For about an hour Tuesday night, the Statue of Liberty went dark. With multiple women’s actions coming today, one immediate thought was that it could have been a purely coincidental yet powerful moment of solidarity with women. But a second—and less inspiring—thought was that it instead represented our moral failure to continue being a beacon of hope and refuge for the world’s persecuted.
How badly are we failing at our job to protect the most vulnerable in the world? Enough that refugees who wanted nothing more than to be in the U.S. are now fleeing our government-sanctioned cloud of nativism for the safety of Canada:
Chris Crowningshiele has been driving a cab, on and off, for 30 years in this rural corner of upstate New York known as the North Country.

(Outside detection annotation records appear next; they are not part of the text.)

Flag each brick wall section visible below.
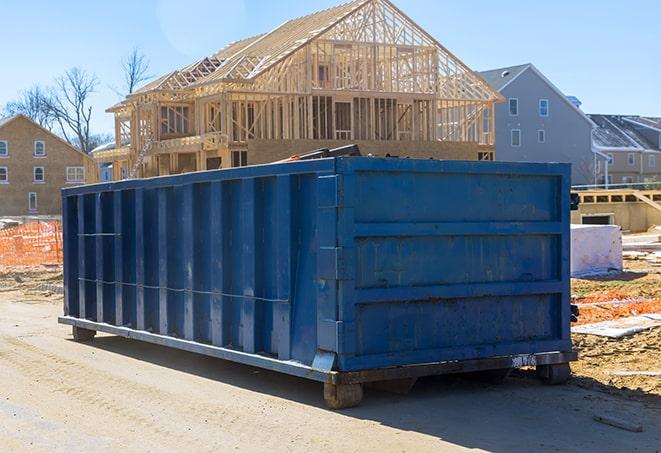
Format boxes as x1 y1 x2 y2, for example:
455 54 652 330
248 140 494 164
0 116 96 216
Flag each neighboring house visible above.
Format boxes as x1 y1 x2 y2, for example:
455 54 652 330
478 63 595 185
589 115 661 185
102 0 502 179
90 142 121 182
0 115 96 216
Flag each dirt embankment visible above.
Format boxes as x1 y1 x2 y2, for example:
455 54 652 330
572 261 661 397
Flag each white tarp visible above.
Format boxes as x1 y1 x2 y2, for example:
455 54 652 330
571 225 622 277
571 314 661 338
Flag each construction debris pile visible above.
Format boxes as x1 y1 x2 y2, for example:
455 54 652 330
572 259 661 397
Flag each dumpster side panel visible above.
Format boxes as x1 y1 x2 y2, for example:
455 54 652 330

He lives south of here in Plattsburgh, and his fares usually come from ferrying students from a state university there or picking shoppers up at a Walmart in his gray minivan. But in recent weeks, riders have been asking him — two, three, sometimes as many as seven times a day — to bring them to the end of Roxham Road.
He is carrying them on the last leg of their journey out of the United States. Just on the other side of that sign is Canada. Border officials and aid workers there say there has been a surge in people illegally crossing from the United States in the months since President Trump was elected, many of them natives of Muslim countries making bids for asylum [...]
Mr. Crowningshiele picks up passengers in Plattsburgh, mostly at the airport or the bus station, and over the 25-mile drive north, they have told him that they had traveled from across the country. Some were migrants from Yemen and Turkey. They confided that they were fearful, of what was happening in the countries they wanted to leave behind — not just their homeland but now also the United States — and of what they faced once they stepped out of Mr. Crowningshiele’s cab.
“You wonder what’s going through their heads, you know?” he said. Many of his passengers have been families, with parents carrying young children and whatever possessions they could take with them.
“People just want to live their life,” Mr. Crowningshiele, 48, said, “and not be scared.”
Once at the border, men and women clutching children and braving the bitter cold turn themselves in to Canadian police to be arrested, the first process in order to make a refugee claim:
Just after a gentle rain let up on a recent afternoon, a blue Prius with a yellow taxi sign perched on its roof approached the border.
A husband and wife got out. He loaded on a backpack, a duffel bag and several shopping bags. She carried a young boy. The couple declined to speak with a reporter, though the man said they were Turkish. The family was the second spotted arriving that day on Roxham Road, with at least two other cabs coming later. By the count of the people living on the road, it was a slow day. Almost 20 people had come the day before.
As the family approached the border, a member of the Royal Canadian Mounted Police told them it was not legal for them to enter here. If they continued, he said, they would be arrested.
“I apologize about this,” the man replied, his voice unsure, “but I have to break your rules.”
He paused.
“I’m sorry.”
Look for these sort of tragic accounts to increase now that Donald Trump has released his Muslim ban 2.0, which does nothing to improve our national security and instead continues fomenting xenophobia here while staining our reputation abroad. We should be steadfast in our longstanding tradition of welcoming tired and huddled masses, but instead refugees are fleeing us for our neighbors to the north. All this because our nation is now being led by a former reality show host who wants nothing more than to Make America White Again.
No wonder Lady Liberty turned off her light last night.